53' Long by 18' High
Fort Scott, located on the Flint River near its confluence with the Chattahoochee River, was very important to the Wiregrass area. Until it was built in late 1816, the Indians, mainly the Creeks and Red Sticks, made life for the settlers in this area very dangerous. During its short life, the soldiers at the Fort “tamed the Indians,” and provided protection for the settlers, as well as attracting new settlers.
Andrew Jackson arrived at the Fort on March 9, 1818, with his staff and troops of the Georgia Militia. He massed his troops here for his push into Spanish Florida against Indians who had been raiding in to Georgia. The Fort was occupied at this time by forces of the 7th Regiment.
The trees and bushes where the Fort was located were swept away by a flood in the early 1950s, and the original outline of the Fort became evident.

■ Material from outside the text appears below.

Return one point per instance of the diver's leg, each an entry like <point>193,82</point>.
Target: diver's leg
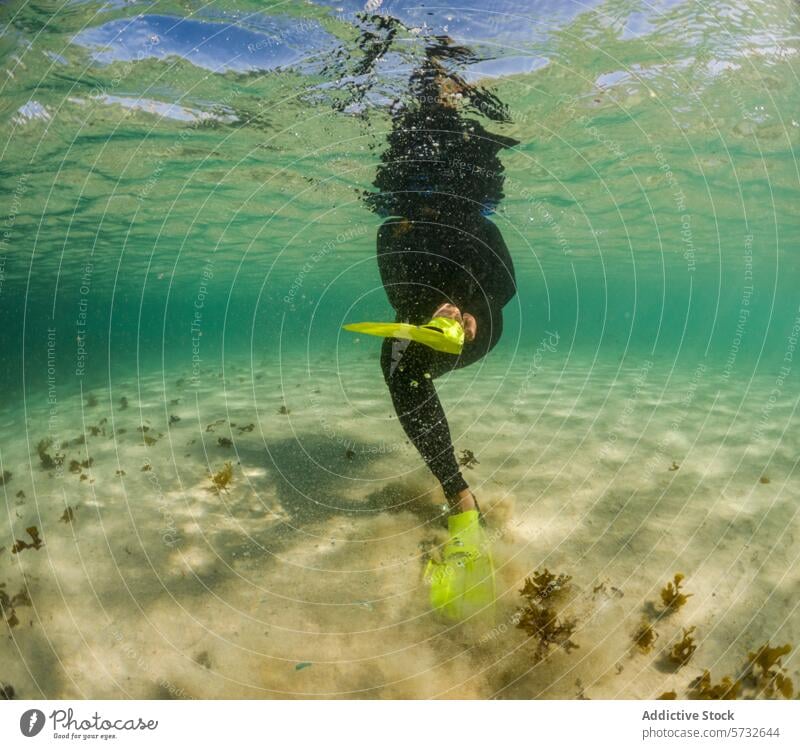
<point>409,370</point>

Fort Scott was located on a bluff of red clay, some twenty-five feet straight up from the Flint River when it was at normal level. The palisade was built from pine logs, set in a trench dug by the troopers’ shovels, as can be seen today where the Fort stood. Tracks of sleds and wagons used to haul supplies from river boats can still be seen in the clay bank.
The first sawmill in this area was Pit Mill located on the Fort to saw boards and siding.
The outline of the Fort was roughly 300 feet wide and 1400 feet long, according to the post holes and relics picked up by Jack Wingate, who did the research for this history.
The people whose pictures appear at the top of the mural were stationed at the Fort or lived there during its short life. The most notable were Andrew Jackson and Zachary Taylor, both of whom were later elected Presidents of the U.S.